Date: 08 Mar 2021
Belfast has been recognised for its continued commitment to create a ‘Safe City’ for anyone experiencing domestic abuse.
Local social enterprise Onus developed the Safe City accreditation to recognise cities that have taken a partnership approach to ensure that individuals who have experienced domestic abuse, can access the right support whenever it is needed.
Lord Mayor of Belfast, Alderman Frank McCoubrey said he was proud of the role Belfast City Council had played.
He said: “Belfast City Council is committed to proactively supporting anyone experiencing domestic abuse and to challenging perpetrators. I very much welcome the Safe City accreditation as recognition of the work that has been undertaken to date, both within Council to support our own staff, and with our city partners to raise awareness around domestic abuse; and to ensure those in need of vital support services can access them.”
Onus, the Northern Ireland social enterprise behind the accreditation, defines a Safe City as one that promotes zero tolerance to domestic violence and abuse; recognises that anyone, regardless of gender, age, sexual orientation or cultural background can be affected; and provides an inclusive means of providing information on the range of organisations available to help those in need of support.
Alderman McCoubrey added: “Through the Policing and Community Safety Partnerships, Council continues to support a range of work linked to the Belfast Area Domestic and Sexual Violence and Abuse Partnership.
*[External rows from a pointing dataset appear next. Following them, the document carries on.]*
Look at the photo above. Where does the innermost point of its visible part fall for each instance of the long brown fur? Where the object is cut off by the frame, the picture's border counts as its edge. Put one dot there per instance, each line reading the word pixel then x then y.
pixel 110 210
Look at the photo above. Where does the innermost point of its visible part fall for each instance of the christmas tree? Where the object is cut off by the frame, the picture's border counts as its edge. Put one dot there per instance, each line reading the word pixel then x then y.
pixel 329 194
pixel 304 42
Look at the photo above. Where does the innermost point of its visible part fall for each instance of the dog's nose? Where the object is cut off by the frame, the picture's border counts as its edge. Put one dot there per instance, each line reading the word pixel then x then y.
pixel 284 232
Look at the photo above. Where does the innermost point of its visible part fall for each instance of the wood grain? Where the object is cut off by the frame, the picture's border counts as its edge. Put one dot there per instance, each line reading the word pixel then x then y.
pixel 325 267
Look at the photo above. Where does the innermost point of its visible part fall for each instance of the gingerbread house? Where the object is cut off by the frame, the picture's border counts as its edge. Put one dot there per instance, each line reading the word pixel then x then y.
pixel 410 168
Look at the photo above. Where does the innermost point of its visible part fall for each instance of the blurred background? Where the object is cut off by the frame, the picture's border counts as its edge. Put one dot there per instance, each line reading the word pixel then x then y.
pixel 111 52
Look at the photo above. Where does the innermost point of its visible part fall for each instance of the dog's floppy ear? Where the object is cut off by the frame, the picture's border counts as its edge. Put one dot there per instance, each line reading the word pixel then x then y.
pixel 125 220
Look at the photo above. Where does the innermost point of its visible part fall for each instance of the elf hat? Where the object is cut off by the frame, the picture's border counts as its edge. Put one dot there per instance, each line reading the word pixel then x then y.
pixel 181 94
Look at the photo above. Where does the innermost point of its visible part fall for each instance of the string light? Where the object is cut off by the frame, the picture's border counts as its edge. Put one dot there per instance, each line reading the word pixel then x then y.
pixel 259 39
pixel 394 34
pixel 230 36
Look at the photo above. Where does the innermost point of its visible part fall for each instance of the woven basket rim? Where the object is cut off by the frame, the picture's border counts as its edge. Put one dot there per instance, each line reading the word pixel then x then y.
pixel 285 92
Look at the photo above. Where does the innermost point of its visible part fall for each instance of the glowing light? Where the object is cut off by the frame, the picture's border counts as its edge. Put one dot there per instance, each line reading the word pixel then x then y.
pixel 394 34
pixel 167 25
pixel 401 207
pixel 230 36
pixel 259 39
This has included running awareness raising sessions for Council staff and with local businesses, churches and community groups across the city, on recognising and responding to domestic abuse.
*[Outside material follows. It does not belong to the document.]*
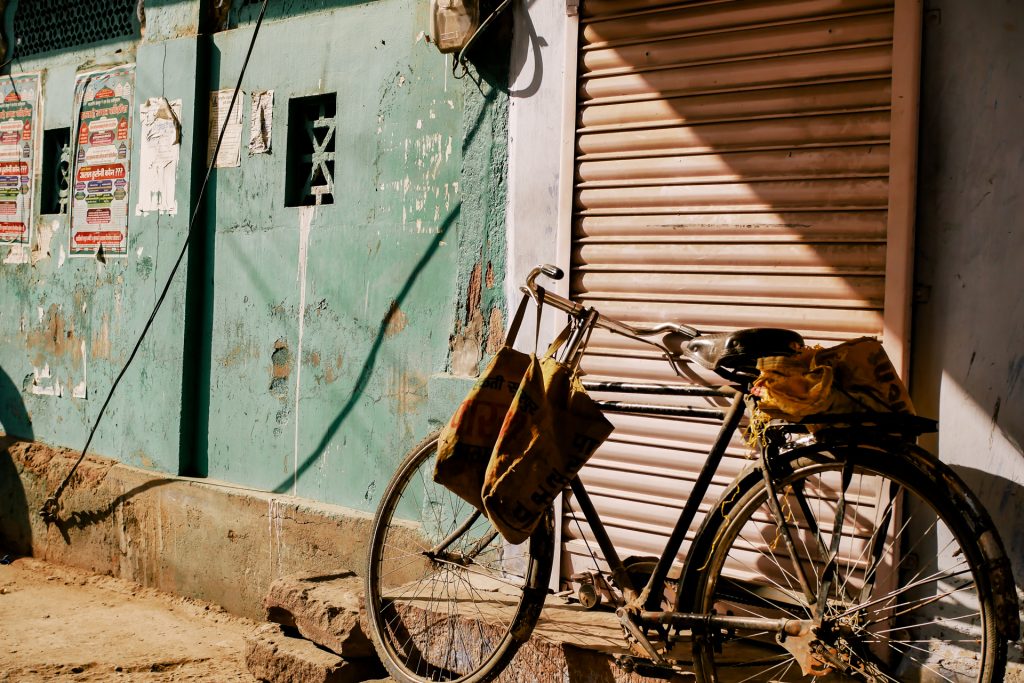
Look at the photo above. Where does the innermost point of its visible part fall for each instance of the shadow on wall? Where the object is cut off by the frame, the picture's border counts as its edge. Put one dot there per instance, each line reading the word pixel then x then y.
pixel 15 534
pixel 371 360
“As an Onus Safe City partner, Belfast City Council will continue to work with city and community partners to encourage everyone to endorse the safe places message of zero tolerance to domestic abuse; and sign up to the campaign to never commit, condone or stay silent about domestic abuse.”
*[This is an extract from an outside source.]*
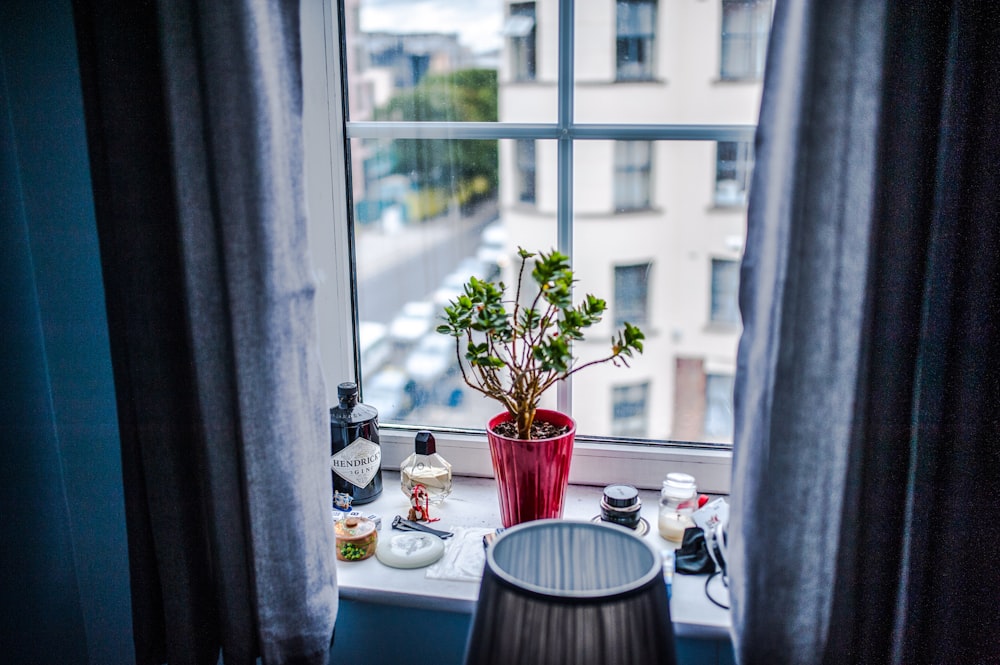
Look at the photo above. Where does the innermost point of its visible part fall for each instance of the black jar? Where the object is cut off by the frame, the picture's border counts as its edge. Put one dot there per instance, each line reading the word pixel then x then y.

Onus Chief Executive, Colette Stewart, said: “To attain and retain Safe City status, there must be a clear demonstration of a sustained approach to providing access to support for anyone affected by domestic violence and abuse.
“Through the work that Belfast City Council has undertaken internally, such as the ongoing review of their Domestic Violence and Abuse in the Workplace policy and awareness raising training, as well as signing the White Ribbon Charter to end men’s violence against women, and working with partners across the city, it has demonstrated their commitment to being a Safe City.”